In a “wet lab,” these processes (synthesis, separation, hybridization, etc.) are carried out
using actual biochemical reactions. The DNA strands are physically manipulated, separated
in a gel, amplified by PCR, and so on. Each step has a real-world limitation in terms of
reagent concentrations, reaction efficiencies, handling errors, and time constraints.

In a “virtual lab,” as demonstrated here in Python, we simulate these operations in silico.
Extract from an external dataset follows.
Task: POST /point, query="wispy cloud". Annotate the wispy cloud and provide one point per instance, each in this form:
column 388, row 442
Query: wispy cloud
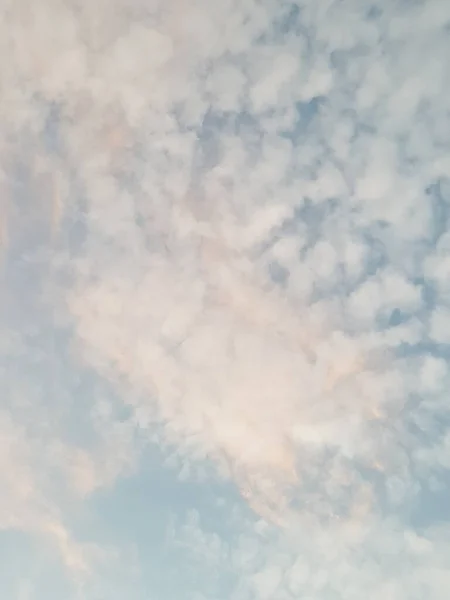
column 246, row 238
We idealize or simplify many of the realities of molecular biology: for instance, we assume
we can easily identify sequences, or that we do not lose material except for a small
probability of reaction failure. Additionally, the time complexity in a real wet lab does
not necessarily scale in the same way as a computational simulation, because DNA operations
can, in theory, be done massively in parallel, whereas in a standard CPU-based program
we face typical computational constraints of memory and sequential processing steps.

This demonstration highlights how the theoretical ideas of molecular computing can be mapped
into code, but in practice, the real world is more complex, error-prone, and not as easily
controlled or scaled as a Python simulation might suggest.